Launch of new book about the non-state sector in Cuba

Voices of Change in Cuba from the Expanding Non-state Sector

Over a million people, almost a third of the Cuban workforce, are folded within the "non-state sector" of the economy: self-employed workers, usufruct farmers, members of new cooperatives, buyers and sellers of private housing and other groups. Although this is Raúl Castro’s most important economic structural reform, which implies the gradual reduction of the state sector, few specific details are known on the emerging non-state sector characteristics (age, gender, race and level of education), socio-economic conditions and aspirations. Based on 80 intensive interviews carried out in Cuba between 2014 and 2015, the volume compiles the voices of this sector: on the level of satisfaction in what they do and earn, on contracted employees and means of pay, profits and their distribution between investment and consumption, plans for expansion of micro-businesses, receipt of foreign remittances and state microloans, competition and publicity, and payment of taxes. A crucial section details the opinions of non-state sector people on the main problems they face and their desires for improvements or change. One self-employed worker states: "Allow free reign to the fertile imagination that we Cubans are exhibiting, which should be done unhindered and unrestricted: the government should facilitate that flow, not obstruct it, and control only what must be controlled.”  

Coordinated by Carmelo Mesa-Lago, Distinguished Professor Emeritus of Economics and Latin-American Studies at the University of Pittsburgh, author of 93 books and 300 articles/chapters in books on the economy and social security in Latin America, Cuban economy and comparative economic systems, translated to seven languages and published in 34 countries.

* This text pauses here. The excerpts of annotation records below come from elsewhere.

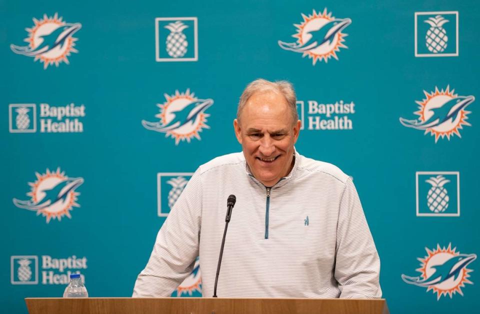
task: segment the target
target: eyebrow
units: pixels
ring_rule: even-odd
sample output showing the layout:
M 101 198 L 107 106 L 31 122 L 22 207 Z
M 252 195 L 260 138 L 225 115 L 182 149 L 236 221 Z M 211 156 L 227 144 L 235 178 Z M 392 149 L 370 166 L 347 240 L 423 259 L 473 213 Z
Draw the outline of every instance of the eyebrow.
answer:
M 280 128 L 280 130 L 275 130 L 272 132 L 270 132 L 270 134 L 276 134 L 277 133 L 287 133 L 288 131 L 284 128 Z M 258 128 L 250 128 L 246 130 L 247 133 L 262 133 L 262 130 Z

He has received the following awards: Alexander von Humboldt Stiftung (1991, 2002), International Labour Office on “decent work” shared with Nelson Mandela (2007), and has being selected among the 50 most influential intellectuals in Ibero-America (2015).

 The book also relies on the collaboration of Roberto Veiga González and Lenier González Mederos, both Cubans resident on the island and who carried out the interviews; Sofía Vera Rojas and Aníbal Pérez-Liñán who tabulated and analysed the answers.

The book is a material information and consultation valuable when examining the performance of a considerably high number of Cubans working in the non-state sector, amid constraints and barriers to develop their business in the manner permitted by the government, where in many cases they compete with the state for the quality of its products and services. In addition it occurs at a time when the government is studying a bill to define the limits of the private sector can decide to sponsor this entrepreneurial mass and thus boost prosperity and well-being of Cubans, or slow its development, which could have consequences adverse economic country.